Jetzt wußte ich's. Ich hatte Hallam Sperrys Bild sehr oft gesehen, und der Kadett an dem kleinen Tisch sah nun genau so aus wie Hallam Sperry, als dessen Fotos gemacht worden waren; ein Bild des älteren Sperry, meines Vaters und meines Onkels Stewart, und es stammte aus der Zeit, da Marinia nur aus einigen winzigen Tiefsee-Außenposten bestand. Alle drei Männer waren jung gewesen, und erst sehr viel später hatte ein erbitterter Kampf Sperry von den Edens getrennt.
Lange bevor mein Vater gestorben war, glänzte sein Name noch vor Berühmtheit, doch sein Vermögen und seine Besitztümer waren dahin.
Ich hob meine Gabel an die Lippen in der ruckhaften von der Akademie als passend anerkannten Art. Die Tradition des alten Annapolis und des noch älteren West Point und der Air Academy Colorado ergab einen Reichtum militärischen Erbes und vieler Regeln, die eine Landratte in den ersten Akademietagen ehrlich erschrecken konnten. Und das war ein Grund dafür, daß ich danach kaum wußte, was ich gegessen hatte.

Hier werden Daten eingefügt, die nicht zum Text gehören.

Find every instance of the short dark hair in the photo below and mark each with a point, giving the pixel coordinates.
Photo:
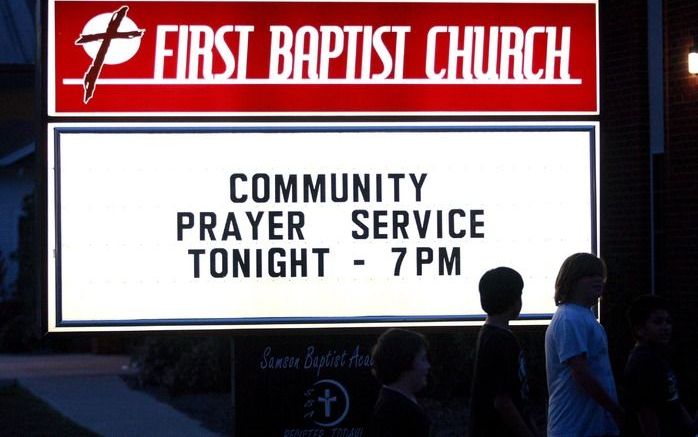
(642, 307)
(500, 288)
(395, 352)
(574, 268)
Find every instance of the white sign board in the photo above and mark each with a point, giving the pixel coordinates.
(220, 226)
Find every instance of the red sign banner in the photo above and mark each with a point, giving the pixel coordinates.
(322, 58)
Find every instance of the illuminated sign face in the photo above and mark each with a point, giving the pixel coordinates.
(212, 226)
(288, 58)
(166, 212)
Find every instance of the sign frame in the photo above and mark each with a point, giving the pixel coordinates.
(58, 323)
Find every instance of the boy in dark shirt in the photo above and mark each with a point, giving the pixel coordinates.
(650, 384)
(499, 389)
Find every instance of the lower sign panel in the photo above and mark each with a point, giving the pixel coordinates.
(212, 226)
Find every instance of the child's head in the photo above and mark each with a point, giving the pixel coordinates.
(500, 291)
(581, 277)
(649, 320)
(399, 352)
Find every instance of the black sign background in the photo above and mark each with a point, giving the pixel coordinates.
(303, 386)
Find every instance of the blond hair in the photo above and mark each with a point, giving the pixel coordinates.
(574, 268)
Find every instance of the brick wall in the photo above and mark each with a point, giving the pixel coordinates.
(679, 208)
(625, 165)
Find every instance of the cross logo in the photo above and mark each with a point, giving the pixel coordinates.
(117, 44)
(328, 401)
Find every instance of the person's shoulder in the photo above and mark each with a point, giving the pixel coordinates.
(496, 334)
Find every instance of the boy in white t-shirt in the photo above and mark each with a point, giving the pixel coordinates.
(582, 392)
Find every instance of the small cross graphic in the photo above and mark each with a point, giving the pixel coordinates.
(327, 400)
(111, 33)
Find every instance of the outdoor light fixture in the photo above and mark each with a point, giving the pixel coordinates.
(693, 60)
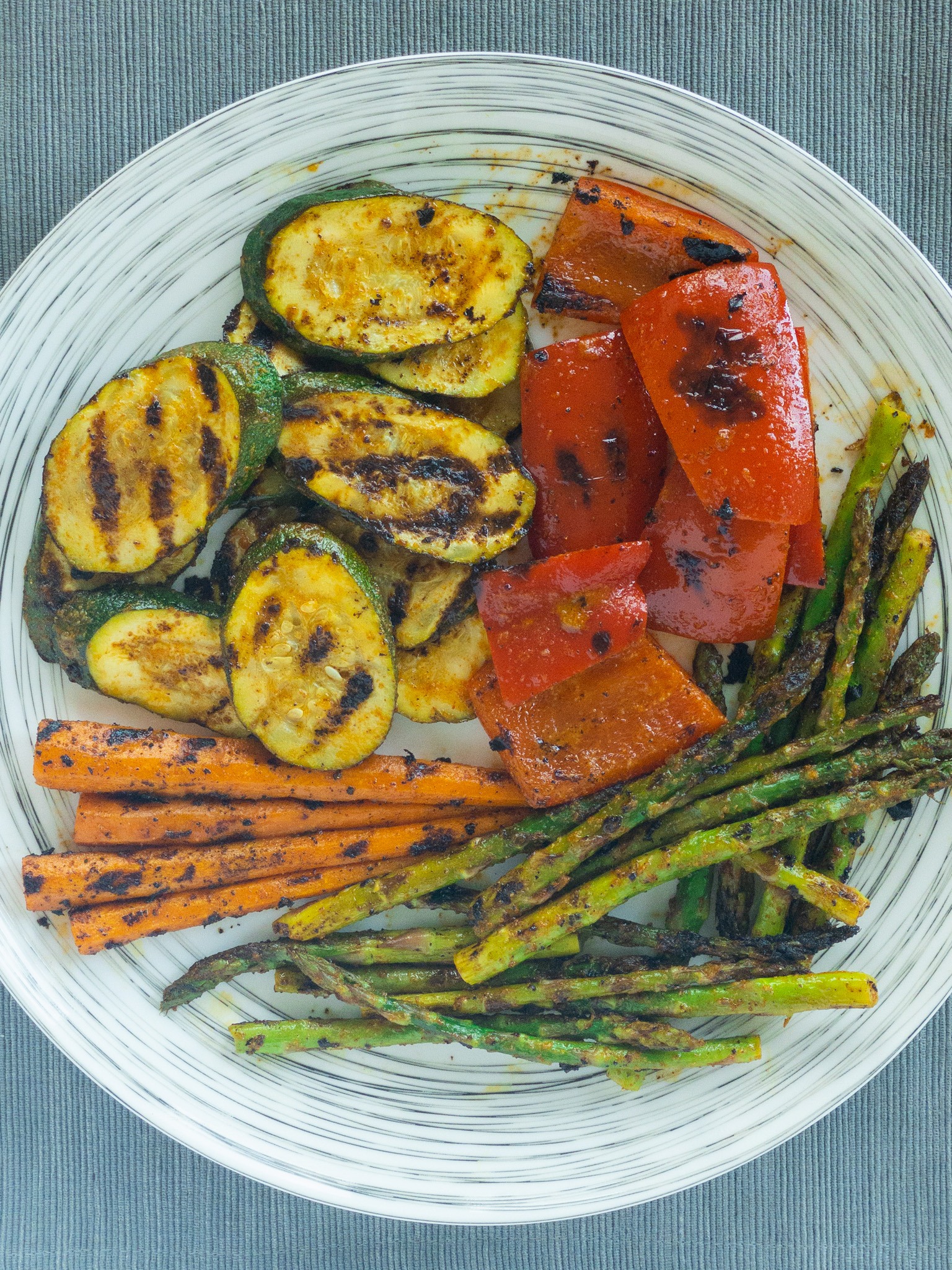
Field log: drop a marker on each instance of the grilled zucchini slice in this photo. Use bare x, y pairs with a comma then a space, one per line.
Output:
433, 680
470, 368
50, 580
500, 412
309, 649
151, 647
431, 482
244, 327
361, 278
145, 466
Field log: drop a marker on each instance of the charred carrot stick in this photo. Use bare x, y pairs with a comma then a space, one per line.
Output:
116, 821
81, 878
107, 926
92, 757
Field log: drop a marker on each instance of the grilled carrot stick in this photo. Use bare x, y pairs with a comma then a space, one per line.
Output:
82, 878
106, 926
92, 757
116, 821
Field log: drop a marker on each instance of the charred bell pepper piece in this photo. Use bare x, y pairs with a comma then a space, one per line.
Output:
721, 362
615, 244
592, 441
550, 620
711, 578
614, 722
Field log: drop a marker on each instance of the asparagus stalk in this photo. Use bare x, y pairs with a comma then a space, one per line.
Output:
377, 894
880, 637
790, 995
894, 521
880, 448
775, 902
685, 944
850, 624
553, 993
878, 644
708, 673
910, 672
513, 943
419, 945
537, 1049
786, 785
690, 906
770, 652
547, 870
296, 1036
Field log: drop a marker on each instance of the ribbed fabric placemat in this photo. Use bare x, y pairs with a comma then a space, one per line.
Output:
84, 87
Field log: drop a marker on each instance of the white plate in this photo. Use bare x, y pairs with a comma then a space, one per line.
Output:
150, 260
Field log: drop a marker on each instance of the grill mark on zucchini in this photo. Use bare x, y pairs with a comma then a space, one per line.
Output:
102, 478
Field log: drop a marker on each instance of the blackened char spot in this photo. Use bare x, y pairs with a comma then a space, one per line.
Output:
707, 252
557, 295
571, 471
692, 567
398, 602
209, 460
208, 384
738, 665
102, 478
319, 644
118, 735
161, 488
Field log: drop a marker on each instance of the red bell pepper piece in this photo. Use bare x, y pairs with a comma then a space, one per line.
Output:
806, 564
614, 722
720, 360
592, 441
616, 243
550, 620
708, 578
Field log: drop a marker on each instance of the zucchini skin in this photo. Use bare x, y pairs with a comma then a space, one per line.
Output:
45, 592
287, 538
81, 618
257, 385
254, 259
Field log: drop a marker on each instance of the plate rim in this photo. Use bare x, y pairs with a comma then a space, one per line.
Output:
140, 1101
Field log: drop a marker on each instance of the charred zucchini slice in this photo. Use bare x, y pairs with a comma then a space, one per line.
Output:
431, 482
144, 468
50, 580
470, 368
154, 648
364, 278
433, 680
309, 649
244, 327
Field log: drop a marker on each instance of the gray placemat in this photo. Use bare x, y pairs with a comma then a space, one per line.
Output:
84, 87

Wenn der Sohn des Mannes, der meinen Vater betrogen und dasselbe bei meinem Onkel versucht hatte, mein Commander sein sollte, so hatte ich eine harte Zeit in der Tiefsee-Akademie vor mir. Ganz gewiß hatte ich einen schlechten Start gehabt, und das erste Zusammentreffen war eigentlich entmutigend gewesen. Es hätte sein können, daß er mich erkannt und ab-sichtlich diese Schau abgezogen hatte, um mir klarzumachen, daß er mich unter dem Daumen hatte ...
Nein, das konnte ich doch nicht recht glauben. Was immer auch Brand Sperry s Vater gewesen war und noch war, der Sohn war ein Kadetten-Offizier im Tiefsee-Dienst, und solange wir beide diesem Dienst angehörten, würde ich niemals einen Streit provozieren. Das versprach ich mir auf der Stelle.
3. Söhne der Tiefsee-Flotte
Um 4.45 Uhr morgens war Wecken. Die Sterne standen noch am Himmel.
Wir waren dreihundert, fröstelten im ersten Dämmerlicht und standen stramm. Wir versuchten es wenigstens. Auf den heiligen Gründen der Tiefsee-Akademie müssen wir einen kuriosen Anblick geboten haben. Cadet Captain Sperry kann ich daher seine angewiderte Miene nicht einmal übelnehmen.